— Значит, мы с тобой похожи, Элинор, — сказала Эмили.
Никто из них не видел ничего странного в том, что бывшая обитательница сумасшедшего дома называет по имени герцогиню Гренвилл. Разумеется, Эмили никогда не делала этого на публике.
Кроме тех случаев, когда она «случайно» клала что-нибудь в свой ридикюль, Эмили была очень осмотрительной. Как она однажды сказала, ее учили быть леди, а не сумасшедшей.

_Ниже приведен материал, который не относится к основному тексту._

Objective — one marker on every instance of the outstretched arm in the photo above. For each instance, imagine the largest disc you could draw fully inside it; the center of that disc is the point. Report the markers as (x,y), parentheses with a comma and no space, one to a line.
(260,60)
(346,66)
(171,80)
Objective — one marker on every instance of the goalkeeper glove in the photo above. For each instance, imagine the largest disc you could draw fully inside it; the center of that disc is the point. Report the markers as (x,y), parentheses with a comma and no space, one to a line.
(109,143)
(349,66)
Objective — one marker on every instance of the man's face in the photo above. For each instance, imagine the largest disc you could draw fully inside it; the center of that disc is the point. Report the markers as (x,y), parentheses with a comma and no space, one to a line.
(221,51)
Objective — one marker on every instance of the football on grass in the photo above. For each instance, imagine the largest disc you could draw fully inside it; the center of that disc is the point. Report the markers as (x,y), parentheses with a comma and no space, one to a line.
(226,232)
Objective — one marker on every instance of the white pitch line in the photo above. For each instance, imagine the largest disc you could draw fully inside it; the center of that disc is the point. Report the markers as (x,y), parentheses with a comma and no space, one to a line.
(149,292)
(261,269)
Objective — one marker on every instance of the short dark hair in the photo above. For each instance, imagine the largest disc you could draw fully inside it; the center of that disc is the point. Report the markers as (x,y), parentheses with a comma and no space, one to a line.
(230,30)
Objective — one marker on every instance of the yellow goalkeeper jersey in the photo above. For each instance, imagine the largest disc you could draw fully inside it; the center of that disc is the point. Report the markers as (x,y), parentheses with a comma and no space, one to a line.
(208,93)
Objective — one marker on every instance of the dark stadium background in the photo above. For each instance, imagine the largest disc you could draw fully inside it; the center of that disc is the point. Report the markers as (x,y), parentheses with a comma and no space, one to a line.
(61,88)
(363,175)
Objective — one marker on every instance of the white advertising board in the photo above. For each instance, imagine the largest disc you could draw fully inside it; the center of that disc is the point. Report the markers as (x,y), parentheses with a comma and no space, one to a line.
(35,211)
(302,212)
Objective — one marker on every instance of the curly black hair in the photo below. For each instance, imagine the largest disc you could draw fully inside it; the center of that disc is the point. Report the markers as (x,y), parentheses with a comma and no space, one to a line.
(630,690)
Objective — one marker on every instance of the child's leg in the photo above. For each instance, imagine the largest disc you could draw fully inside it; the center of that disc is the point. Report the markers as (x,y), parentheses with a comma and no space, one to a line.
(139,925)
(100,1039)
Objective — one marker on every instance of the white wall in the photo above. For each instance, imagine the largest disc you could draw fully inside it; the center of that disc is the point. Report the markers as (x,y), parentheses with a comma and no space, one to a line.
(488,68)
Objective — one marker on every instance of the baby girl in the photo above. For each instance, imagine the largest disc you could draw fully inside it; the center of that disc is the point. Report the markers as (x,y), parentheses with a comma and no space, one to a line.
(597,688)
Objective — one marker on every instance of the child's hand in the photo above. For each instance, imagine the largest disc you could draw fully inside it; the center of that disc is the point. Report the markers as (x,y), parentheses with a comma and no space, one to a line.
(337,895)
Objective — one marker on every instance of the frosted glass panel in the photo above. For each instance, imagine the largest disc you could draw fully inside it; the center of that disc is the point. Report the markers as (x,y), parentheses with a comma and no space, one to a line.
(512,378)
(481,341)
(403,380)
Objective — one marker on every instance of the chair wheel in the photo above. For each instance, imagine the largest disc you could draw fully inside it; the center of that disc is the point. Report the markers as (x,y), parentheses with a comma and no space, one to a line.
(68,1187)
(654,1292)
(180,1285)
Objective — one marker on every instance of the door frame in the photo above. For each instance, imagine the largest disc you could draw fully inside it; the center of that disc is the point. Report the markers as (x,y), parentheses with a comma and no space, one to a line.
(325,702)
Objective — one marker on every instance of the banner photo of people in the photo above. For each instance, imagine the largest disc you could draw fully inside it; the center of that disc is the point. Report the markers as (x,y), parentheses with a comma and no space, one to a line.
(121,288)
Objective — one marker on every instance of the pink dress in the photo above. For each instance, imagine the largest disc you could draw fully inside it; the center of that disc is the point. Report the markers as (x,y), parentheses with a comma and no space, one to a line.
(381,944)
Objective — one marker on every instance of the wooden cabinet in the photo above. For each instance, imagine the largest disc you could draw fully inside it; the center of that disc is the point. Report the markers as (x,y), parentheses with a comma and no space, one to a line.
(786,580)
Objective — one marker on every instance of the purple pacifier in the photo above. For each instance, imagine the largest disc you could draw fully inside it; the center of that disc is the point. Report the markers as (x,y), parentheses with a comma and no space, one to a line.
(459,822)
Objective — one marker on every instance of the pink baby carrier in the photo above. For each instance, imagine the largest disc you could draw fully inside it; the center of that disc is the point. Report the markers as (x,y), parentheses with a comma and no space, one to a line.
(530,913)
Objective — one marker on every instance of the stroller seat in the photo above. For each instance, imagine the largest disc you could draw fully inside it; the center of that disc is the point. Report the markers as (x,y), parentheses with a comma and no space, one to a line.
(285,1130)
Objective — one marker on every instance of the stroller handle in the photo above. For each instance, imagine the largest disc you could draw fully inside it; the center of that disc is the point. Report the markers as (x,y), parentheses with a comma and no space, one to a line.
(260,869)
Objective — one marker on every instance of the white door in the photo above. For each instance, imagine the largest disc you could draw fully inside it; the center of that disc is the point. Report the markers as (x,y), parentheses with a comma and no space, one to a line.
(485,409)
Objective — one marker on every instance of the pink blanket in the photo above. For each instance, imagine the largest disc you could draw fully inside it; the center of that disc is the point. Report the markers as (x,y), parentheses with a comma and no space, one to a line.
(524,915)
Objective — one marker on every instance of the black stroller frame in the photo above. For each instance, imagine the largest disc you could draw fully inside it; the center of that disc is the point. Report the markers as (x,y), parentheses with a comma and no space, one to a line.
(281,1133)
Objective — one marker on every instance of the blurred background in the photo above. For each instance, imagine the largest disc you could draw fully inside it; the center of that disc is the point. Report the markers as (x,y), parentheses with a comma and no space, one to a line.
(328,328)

— Ты гораздо лучше меня, — сдержанно сказала Элинор.
— Ты и сама не знаешь, какая ты хорошая, Элинор, — возразила Эмили.
Элинор фыркнула, но, кажется, была довольна.
Карета остановилась, и дверца открылась, как только лакей торопливо выдвинул обитые кожей ступеньки. Они вышли из кареты, и Лидия чуть помедлила, глядя на гранитные ступени лестницы, ведущей к открытому входу большого дома.
В холле смутно виднелись фигуры слуг, застывших в ожидании.
Они ждали ее.
Думать так ее заставляло не тщеславие, а опыт. С тех пор как Лидия появилась в качестве дебютантки, она всегда пользовалась всеобщим вниманием. С рождения она была выставлена напоказ. Ее родители дали ей все необходимое для жизни, которую ей предстояло вести: ее манеры были безупречны, осанка грациозна. К десяти годам она знала, что следует говорить, когда к ней обращаются, и не лезть с разговорами первой, и разбиралась в том, какие слова доставят большее удовольствие престарелой принцессе или грубоватому премьер-министру.
Но все изменилось в тот день, когда ее родители ехали к своим знакомым на виллу, расположенную высоко в Швейцарских Альпах, и их экипаж перевернулся на горном перевале. Оба они погибли.
Только что вокруг нее были любовь, элегантность, приключения, смех — и вдруг она сразу же оказалась в мире тусклых красок, тикающих часов и тихих коридоров. Здесь ничто не могло отвлечь ее от горя. Слуги, гувернантка, учитель танцев и экономка были к ней очень добры. Очень заботливы. Но они были чужие.
Когда приехала Элинор, чтобы ввести дебютантку в общество, она разрыдалась от благодарности. А когда Лидию представляли ко двору и она вновь увидела на лицах одобрение и восхищение, она почувствовала, что ее снова вернули в тот мир, в котором можно жить.
Она оказалась в центре возбужденных разговоров и среди людей, с тем чтобы всегда быть востребованной и с нетерпением ожидаемой. Но она никогда не воспринимала как нечто само собой разумеющееся одобрение со стороны общества — не допускала такой ошибки.
Но теперь ее благополучие висело на волоске, и эти социальные навыки, которые она всегда с успехом демонстрировала, у нее неожиданно исчезли.